Kuterima lembaran uang itu dari tanganmu dengan bergetar,  entah mengapa rasanya seperti tidak rela melepasmu pergi. Aku tahu aku tak bisa menahanmu lagi,  jadi kuserahkan kembali setengah dari uang itu untukmu, "untuk jaga-jaga,  Bi, bila engkau membutuhkan sesuatu.  Bila tidak,  sumbangkan saja untuk mereka.  In syaa Allah yang setengah ini sudah cukup buatku dan anak-anak."
Malam terasa berlalu begitu cepat,  usai subuh engkaupun pamit berangkat. Kaucium anak-anak yang terheran-heran melihat abinya menenteng ransel besar.
"Abi mau kemana sepagi ini? " tanya mereka sambil salim.
"Abi mau berjuang,  menolong orang yang kesusahan, baik-baik  di rumah ya.  Nurut sama Umi."
"Begitu sampai langsung kasih kabar ya,  Bi, "kataku lirih.
"Jangan bilang ibu-bapak ya,  kalau Abi berangkat ke Aceh.  Entar mereka kawatir, " bisikmu di telinga," senyum,  dong.... " 
Kupaksakan tersenyum saat kaujentik hidungku dengan lembut, "jaga diri baik-baik  ya,  jangan lupa ngabari. "
Kuikuti langkahmu sampai menghilang dari pandangan. Kuiringi dengan doa sepenuh harapan,  semoga engkau selalu dalam lindungan-Nya,  Robb semesta alam.
Setiap saat,  kuikuti berita di TV tentang kondisi Aceh,  hatiku semakin ciut.  Sehari,  dua hari, dirimu tak jua memberi kabar.  Atau memang tak ada sinyal?  Atau karena hapeku yang jadul?  Atau sesuatu terjadi padamu?  Hatiku terus menduga-duga, apalagi sampai hari kelima belum ada jua kabar darimu.

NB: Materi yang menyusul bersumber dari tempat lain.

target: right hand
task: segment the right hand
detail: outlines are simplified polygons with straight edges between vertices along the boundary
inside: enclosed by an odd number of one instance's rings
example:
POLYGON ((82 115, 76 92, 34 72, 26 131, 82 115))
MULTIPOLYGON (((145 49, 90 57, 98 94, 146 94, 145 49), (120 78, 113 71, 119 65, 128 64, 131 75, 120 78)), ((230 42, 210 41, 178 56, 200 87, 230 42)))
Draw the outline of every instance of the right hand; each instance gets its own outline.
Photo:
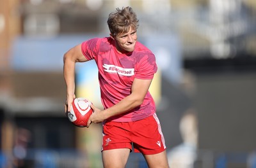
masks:
POLYGON ((65 104, 65 113, 71 111, 71 106, 72 106, 71 104, 74 99, 76 99, 75 94, 74 94, 73 96, 67 95, 66 102, 65 104))

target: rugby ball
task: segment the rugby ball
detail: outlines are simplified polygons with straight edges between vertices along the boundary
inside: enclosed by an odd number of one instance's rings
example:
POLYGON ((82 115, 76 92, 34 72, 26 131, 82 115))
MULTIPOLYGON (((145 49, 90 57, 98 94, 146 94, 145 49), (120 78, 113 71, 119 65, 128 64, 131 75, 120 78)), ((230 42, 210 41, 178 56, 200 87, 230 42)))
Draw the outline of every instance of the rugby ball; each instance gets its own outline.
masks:
POLYGON ((86 127, 89 117, 93 112, 90 106, 92 102, 83 97, 74 99, 70 111, 67 113, 68 120, 76 126, 86 127))

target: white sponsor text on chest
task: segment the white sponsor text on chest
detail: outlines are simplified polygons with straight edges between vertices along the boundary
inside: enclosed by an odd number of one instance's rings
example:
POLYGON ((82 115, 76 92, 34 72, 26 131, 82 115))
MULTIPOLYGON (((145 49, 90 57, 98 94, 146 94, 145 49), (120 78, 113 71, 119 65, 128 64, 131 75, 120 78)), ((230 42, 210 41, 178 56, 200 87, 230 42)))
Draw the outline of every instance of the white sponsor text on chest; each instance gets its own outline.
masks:
POLYGON ((111 73, 118 73, 124 76, 132 76, 134 74, 134 68, 124 68, 115 65, 104 64, 104 71, 111 73))

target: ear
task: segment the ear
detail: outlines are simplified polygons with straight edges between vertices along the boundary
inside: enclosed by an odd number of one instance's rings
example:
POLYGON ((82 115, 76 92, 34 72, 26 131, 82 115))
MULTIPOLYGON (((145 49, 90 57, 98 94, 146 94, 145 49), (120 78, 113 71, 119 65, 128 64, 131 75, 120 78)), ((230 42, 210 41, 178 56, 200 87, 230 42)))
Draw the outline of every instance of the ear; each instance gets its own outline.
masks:
POLYGON ((110 34, 109 34, 109 36, 110 36, 110 37, 111 38, 111 39, 115 39, 114 36, 113 36, 112 34, 110 33, 110 34))

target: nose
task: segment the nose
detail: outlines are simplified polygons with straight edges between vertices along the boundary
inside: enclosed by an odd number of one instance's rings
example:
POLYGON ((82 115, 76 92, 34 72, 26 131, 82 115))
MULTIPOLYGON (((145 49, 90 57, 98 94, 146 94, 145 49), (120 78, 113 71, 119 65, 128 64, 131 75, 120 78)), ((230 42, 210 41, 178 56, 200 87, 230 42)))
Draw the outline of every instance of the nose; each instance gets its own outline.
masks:
POLYGON ((132 39, 132 36, 131 36, 131 35, 129 35, 129 36, 128 36, 127 41, 128 41, 129 43, 132 43, 133 39, 132 39))

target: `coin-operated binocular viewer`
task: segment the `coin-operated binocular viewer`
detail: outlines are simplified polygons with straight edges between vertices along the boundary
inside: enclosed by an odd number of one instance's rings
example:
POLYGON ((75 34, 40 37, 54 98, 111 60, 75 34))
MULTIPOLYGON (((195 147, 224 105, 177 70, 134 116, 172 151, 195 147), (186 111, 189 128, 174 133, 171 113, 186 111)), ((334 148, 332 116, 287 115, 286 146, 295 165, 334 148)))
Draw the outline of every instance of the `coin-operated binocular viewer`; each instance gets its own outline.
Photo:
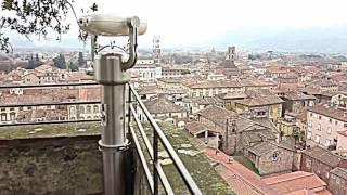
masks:
POLYGON ((129 141, 125 134, 126 90, 129 76, 126 70, 137 61, 138 35, 146 31, 146 24, 138 17, 118 17, 114 15, 87 15, 79 21, 80 28, 91 35, 91 55, 94 61, 94 78, 102 84, 102 125, 104 126, 99 147, 103 154, 104 194, 126 194, 125 151, 129 141), (98 44, 99 36, 128 36, 128 48, 113 43, 98 44), (120 49, 121 52, 102 52, 103 49, 120 49))

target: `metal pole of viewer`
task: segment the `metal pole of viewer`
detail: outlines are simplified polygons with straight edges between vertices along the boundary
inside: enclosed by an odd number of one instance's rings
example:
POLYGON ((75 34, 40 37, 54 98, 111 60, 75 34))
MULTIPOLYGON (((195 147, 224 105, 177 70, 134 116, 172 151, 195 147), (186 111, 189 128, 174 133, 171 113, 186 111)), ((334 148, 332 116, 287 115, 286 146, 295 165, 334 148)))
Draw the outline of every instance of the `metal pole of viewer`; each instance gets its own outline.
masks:
POLYGON ((121 62, 123 54, 108 53, 95 56, 94 76, 102 84, 102 125, 103 132, 99 148, 103 155, 104 194, 127 194, 125 152, 129 141, 125 134, 126 89, 129 77, 126 69, 131 68, 137 58, 137 27, 129 22, 130 52, 127 62, 121 62))

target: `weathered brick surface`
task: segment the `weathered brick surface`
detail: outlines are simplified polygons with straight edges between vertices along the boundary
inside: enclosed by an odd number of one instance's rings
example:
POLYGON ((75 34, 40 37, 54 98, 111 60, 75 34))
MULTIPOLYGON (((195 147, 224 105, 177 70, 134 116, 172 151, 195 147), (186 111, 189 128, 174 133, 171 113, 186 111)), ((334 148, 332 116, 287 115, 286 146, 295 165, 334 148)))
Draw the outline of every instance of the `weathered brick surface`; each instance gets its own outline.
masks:
POLYGON ((99 135, 0 141, 1 195, 102 192, 99 135))

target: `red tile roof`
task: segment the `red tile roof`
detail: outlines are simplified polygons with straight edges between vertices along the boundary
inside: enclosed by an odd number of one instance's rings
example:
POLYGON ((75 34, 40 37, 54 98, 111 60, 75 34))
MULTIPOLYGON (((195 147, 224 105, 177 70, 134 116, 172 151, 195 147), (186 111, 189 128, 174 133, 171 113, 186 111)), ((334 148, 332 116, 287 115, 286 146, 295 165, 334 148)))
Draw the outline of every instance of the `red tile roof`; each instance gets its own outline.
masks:
POLYGON ((273 190, 281 194, 297 192, 300 190, 321 191, 326 183, 310 172, 297 171, 277 177, 262 179, 273 190))
POLYGON ((223 169, 220 171, 220 174, 231 187, 234 186, 232 190, 236 194, 279 194, 275 191, 273 191, 270 186, 268 186, 264 181, 261 181, 258 174, 252 172, 249 169, 247 169, 240 162, 233 160, 232 164, 229 164, 229 156, 223 152, 219 151, 216 155, 215 148, 207 147, 205 150, 205 155, 209 159, 218 161, 220 165, 223 166, 223 169), (235 176, 237 180, 234 180, 232 178, 233 176, 235 176))

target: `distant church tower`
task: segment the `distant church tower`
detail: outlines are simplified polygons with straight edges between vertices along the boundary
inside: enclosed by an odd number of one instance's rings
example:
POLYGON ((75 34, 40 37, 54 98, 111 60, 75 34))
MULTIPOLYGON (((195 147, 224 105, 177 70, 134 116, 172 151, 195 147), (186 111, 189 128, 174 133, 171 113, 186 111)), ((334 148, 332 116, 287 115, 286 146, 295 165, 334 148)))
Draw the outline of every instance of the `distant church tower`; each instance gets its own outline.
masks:
POLYGON ((235 46, 228 47, 227 60, 229 60, 229 61, 234 63, 235 58, 236 58, 236 47, 235 46))
POLYGON ((156 65, 160 64, 160 55, 162 55, 160 37, 154 36, 153 37, 153 62, 154 62, 154 64, 156 64, 156 65))

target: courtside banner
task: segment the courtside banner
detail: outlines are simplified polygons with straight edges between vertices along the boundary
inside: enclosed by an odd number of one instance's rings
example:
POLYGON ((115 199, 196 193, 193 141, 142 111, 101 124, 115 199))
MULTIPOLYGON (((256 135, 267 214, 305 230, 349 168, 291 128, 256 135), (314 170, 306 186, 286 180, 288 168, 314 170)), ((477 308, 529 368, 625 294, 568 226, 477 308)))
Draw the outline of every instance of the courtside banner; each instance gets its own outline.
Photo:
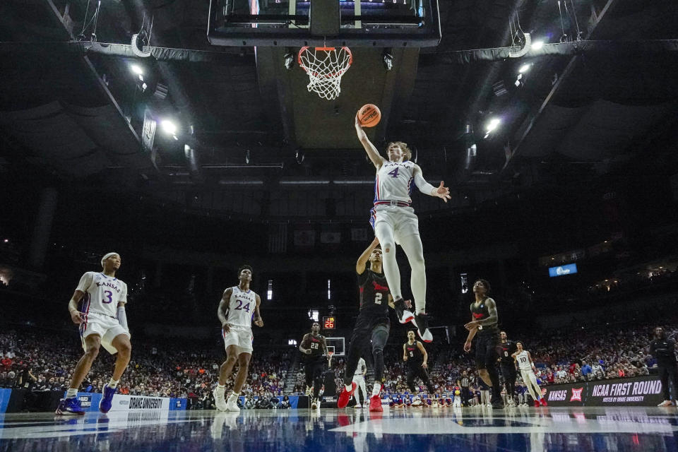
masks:
POLYGON ((132 411, 133 410, 163 410, 169 411, 170 402, 170 399, 168 397, 146 397, 116 394, 113 396, 113 406, 111 408, 111 411, 132 411))
POLYGON ((656 406, 664 400, 656 376, 581 381, 542 386, 549 405, 569 406, 656 406))
POLYGON ((662 382, 656 376, 590 381, 587 406, 656 406, 664 400, 662 382))
POLYGON ((542 396, 552 407, 581 407, 584 405, 586 384, 582 382, 542 386, 542 396))

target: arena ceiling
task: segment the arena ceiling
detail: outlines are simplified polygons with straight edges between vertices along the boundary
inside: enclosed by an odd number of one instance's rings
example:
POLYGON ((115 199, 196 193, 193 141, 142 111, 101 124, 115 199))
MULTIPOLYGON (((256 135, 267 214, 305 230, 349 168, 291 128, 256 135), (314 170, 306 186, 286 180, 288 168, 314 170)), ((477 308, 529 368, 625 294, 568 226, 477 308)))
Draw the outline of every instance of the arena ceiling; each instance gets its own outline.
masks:
MULTIPOLYGON (((373 170, 352 124, 362 100, 350 94, 352 84, 361 85, 357 69, 352 81, 347 76, 340 101, 311 108, 304 121, 303 104, 294 104, 298 96, 280 88, 279 73, 262 63, 275 57, 270 49, 210 45, 208 0, 102 1, 93 21, 95 3, 0 4, 6 174, 158 192, 238 190, 244 180, 270 187, 283 181, 299 189, 317 180, 369 184, 373 170), (153 54, 136 58, 131 36, 150 17, 146 49, 153 54), (133 64, 143 66, 143 81, 131 71, 133 64), (159 133, 153 148, 145 148, 145 114, 172 118, 183 136, 159 133), (311 122, 323 114, 326 126, 311 122)), ((439 5, 440 44, 394 49, 394 71, 402 73, 390 88, 383 124, 371 131, 378 145, 389 139, 412 144, 430 180, 491 197, 549 182, 554 173, 595 177, 657 160, 658 148, 675 150, 676 2, 439 5), (559 11, 559 4, 568 9, 559 11), (520 45, 513 39, 516 18, 545 45, 509 58, 507 47, 520 45), (493 118, 501 123, 486 136, 493 118)), ((301 70, 294 71, 303 80, 301 70)))

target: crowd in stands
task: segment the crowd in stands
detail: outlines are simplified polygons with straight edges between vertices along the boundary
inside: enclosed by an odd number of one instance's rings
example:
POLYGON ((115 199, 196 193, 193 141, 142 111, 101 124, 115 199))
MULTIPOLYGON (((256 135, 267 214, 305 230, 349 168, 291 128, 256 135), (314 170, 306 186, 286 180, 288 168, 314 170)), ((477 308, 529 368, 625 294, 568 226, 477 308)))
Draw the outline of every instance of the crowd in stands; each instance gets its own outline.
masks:
MULTIPOLYGON (((73 332, 6 331, 0 333, 0 387, 32 391, 65 391, 83 350, 73 332)), ((122 394, 188 398, 196 406, 211 406, 211 390, 225 355, 222 345, 185 340, 146 340, 134 346, 119 386, 122 394), (171 343, 172 345, 168 346, 171 343)), ((280 396, 293 358, 289 347, 259 350, 253 356, 243 393, 280 396)), ((100 352, 81 388, 100 392, 110 379, 114 357, 100 352)), ((237 364, 234 369, 237 370, 237 364)), ((232 383, 231 381, 227 384, 232 383)))
MULTIPOLYGON (((676 320, 667 318, 664 323, 677 325, 676 320)), ((653 326, 643 323, 634 327, 596 326, 563 331, 535 330, 519 337, 508 333, 511 339, 520 340, 530 351, 539 371, 540 383, 552 384, 652 373, 656 359, 649 354, 648 345, 653 326)), ((0 387, 33 391, 66 389, 82 355, 77 335, 72 331, 4 329, 0 333, 0 387)), ((667 335, 677 334, 678 327, 667 328, 667 335)), ((193 408, 213 406, 211 390, 225 357, 220 343, 167 340, 145 340, 143 346, 136 347, 134 343, 131 361, 119 386, 121 393, 184 397, 191 400, 193 408)), ((450 347, 445 343, 426 344, 425 347, 429 352, 429 377, 436 392, 452 392, 465 377, 472 394, 482 388, 472 362, 472 350, 470 354, 465 354, 457 351, 460 347, 453 345, 450 347)), ((393 345, 384 350, 384 391, 387 394, 408 391, 400 350, 393 345)), ((249 403, 256 406, 255 397, 268 400, 270 405, 274 397, 303 394, 305 384, 302 367, 296 374, 290 376, 295 379, 293 390, 283 394, 288 369, 297 358, 297 353, 296 347, 288 347, 256 350, 243 391, 246 405, 249 403)), ((369 357, 365 357, 369 363, 369 357)), ((100 352, 81 391, 100 392, 110 378, 113 363, 112 356, 100 352)), ((337 387, 340 388, 345 369, 344 359, 333 359, 333 369, 337 387)), ((417 380, 415 383, 420 385, 419 391, 426 392, 423 382, 417 380)))

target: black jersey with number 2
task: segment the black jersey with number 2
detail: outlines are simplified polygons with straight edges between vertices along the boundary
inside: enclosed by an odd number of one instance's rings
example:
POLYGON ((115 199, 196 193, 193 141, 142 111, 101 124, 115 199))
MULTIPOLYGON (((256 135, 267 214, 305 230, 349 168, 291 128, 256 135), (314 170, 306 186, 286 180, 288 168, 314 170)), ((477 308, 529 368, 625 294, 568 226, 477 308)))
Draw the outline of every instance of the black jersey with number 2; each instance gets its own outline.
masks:
POLYGON ((408 356, 407 363, 410 367, 417 364, 421 365, 424 362, 424 355, 422 353, 422 350, 419 350, 419 347, 417 346, 416 340, 412 344, 409 341, 405 343, 405 354, 408 356))
POLYGON ((360 290, 360 314, 375 317, 388 316, 388 284, 383 273, 366 269, 358 275, 360 290))
POLYGON ((323 353, 325 352, 325 349, 323 347, 325 338, 319 334, 317 336, 309 334, 307 340, 309 341, 309 346, 307 348, 311 350, 307 356, 307 359, 310 361, 322 357, 323 353))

Esok harinya ayah dan ibu datang ke rumah,  mereka menanyakanmu dan kujawab engkau sedang ada tugas kantor di luar kota. 
"Iki mesti,  Amir mangkat neng Aceh.  Iyo to...? Mantuku siji iki opo iso meneng ae yen ono bencana..., " gerutu ayah dan ibu membuatku tak bisa berkata-kata  lagi.
"Bapak tinggal  kene ae,  ngancani Titin.  Mesakke anakke limo cilik-cilik,  meteng tuo sisan,  mengko yen ono opo-opo ....," ujar ayah yang langsung diiyakan ibu.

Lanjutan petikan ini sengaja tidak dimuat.